Dies war im Übrigen früher anders! Noch in den Siebzigern wurde für jede neue Generation von Computern nicht nur ein neues Betriebssystem, sondern sogar ein neuer Befehlssatz verwendet. Dementsprechend größer war auch der Anteil an Programmierern, die an solchen Systemen arbeiteten. Ich denke, dieser Ansatz ist heute nicht mehr auf die Anforderungen der allermeisten Programmierer zugeschnitten.
Der dritte häufig verwendete Ansatz ist die Verwendung von typischen Tutorials, Grundvorlesungen und Ähnlichem. Berühmt ist mittlerweile der CS50-Kurs der Harvard-Universität, der die Grundlagen der Programmierung vermitteln soll und von Erstsemestern verschiedener Studiengänge durchlaufen wird. Er ist im Internet verfügbar (beispielsweise auf Youtube)
Andere Grundvorlesungen verfolgen ähnliche Konzepte, und außerhalb der Universitäten gibt es im Internet noch zahlreiche andere Grundlagenkurse. Ich zähle zu dieser Kategorie auch die Bootcamps, die in den letzten zehn Jahren überall aus dem Boden geschossen sind.
Der Ansatz hier ist oft, einen Überblick über verschiedenste Aspekte zu bieten. Der CS50-Lehrplan beinhaltet beispielsweise jeweils nur eine Vorlesung für Scratch, Python, und Webtechnologien (HTML, CSS und Javascript) – kaum genug Zeit, um diese Werkzeuge tatsächlich zu beherrschen, aber vielleicht genug, um ein grobes Verständnis und einen ersten Eindruck zu bekommen. Dies scheint auch das Ziel zu sein: wenn ein Student später etwas lernt, bei dem beispielsweise Kenntnisse in Javascript vorausgesetzt werden, ist nun die Reaktion von „was ist Javascript?“ zu „das habe ich schon einmal gehört“ übergegangen. Genug, um nicht direkt die Orientierung zu verlieren.

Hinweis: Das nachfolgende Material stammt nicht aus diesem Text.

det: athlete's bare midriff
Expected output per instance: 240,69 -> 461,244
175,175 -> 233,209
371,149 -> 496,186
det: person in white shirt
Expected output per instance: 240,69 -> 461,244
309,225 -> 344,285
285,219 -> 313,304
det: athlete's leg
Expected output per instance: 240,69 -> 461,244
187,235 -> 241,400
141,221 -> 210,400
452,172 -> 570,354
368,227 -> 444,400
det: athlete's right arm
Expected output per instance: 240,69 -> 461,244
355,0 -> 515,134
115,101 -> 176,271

Ich finde diese Methode grundsätzlich nicht schlecht. Allerdings denke ich auch, dass sie zu einer falschen Idee davon führen kann, was Kompetenz bedeutet. In einer solch kurzen Zeit kann man keine Kompetenz erreichen. Wer nun den Fehler macht, dieses vage Gefühl von „da war mal was“ für den Normalzustand zu halten, wird sich im schlimmsten Fall für einen anderen Berufsweg entscheiden. In diesem Ansatz muss also auf jeden Fall deutlich werden, dass es sich nur um einen ersten Überblick handelt und alle behandelten Themen in der Zukunft noch einmal in größerem Detail erkundet werden müssen. In einem technologieorientierten Studiengang ist dies auch sicher tatsächlich der Fall. Wenn ein solcher Kurs allerdings als Nebenfach für einen wirtschaftsorientierten Studiengang gewählt wurde, wird dies unwahrscheinlicher. Und ebenso gibt es sicher viele Autodidakten, die einen so aufgebauten Grundlagenkurs für ihr Selbststudium besuchen, und dann aber gerade nicht das behandelte Material in größerer Tiefe betrachten.

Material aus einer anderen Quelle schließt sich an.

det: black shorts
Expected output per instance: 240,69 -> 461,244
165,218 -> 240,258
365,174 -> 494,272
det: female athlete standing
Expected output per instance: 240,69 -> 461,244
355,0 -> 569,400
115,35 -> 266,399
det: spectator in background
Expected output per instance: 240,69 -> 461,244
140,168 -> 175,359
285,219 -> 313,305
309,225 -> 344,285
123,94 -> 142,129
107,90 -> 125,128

Ich denke daher, dass sich diese Methode nur für strukturierte Ausbildungswege eignet, die alle behandelten Themen noch einmal explizit aufgreift. Die informationstechnische Grundbildung kann mit diesem High-Level-Ansatz allein meiner Meinung nach nicht erreicht werden, denn viele benötigte Begrifflichkeiten und Konzepte können in einem solchen ersten Überblick nicht behandelt werden.
Diese Variante ist hauptsächlich im deutschsprachigen Raum vorhanden, und zwar die duale Ausbildung zum gelernten Fachinformatiker, in den Geschmacksrichtungen Anwendungsentwicklung und Systemintegration.
Das duale Ausbildungssystem genießt international einen hervorragenden Ruf, und das aus gutem Grund: die Kombination aus schulischer und praktischer Ausbildung, mit direkten Einblicken in den beruflichen Alltag und die betrieblichen Anforderungen, ist ein Erfolgsrezept. Zwei Nachteile hat dieses System in der Ausbildung von Informatikern jedoch: zum einen ist der technische und methodische Stand in Ausbildungsbetrieben oft nicht auf der Höhe der Zeit und zum anderen wirkt der zeitliche Aufwand in Kombination mit dem in dieser Zeit deutlich reduzierten Einkommen prohibitiv für die meisten Anfänger in der Programmierung.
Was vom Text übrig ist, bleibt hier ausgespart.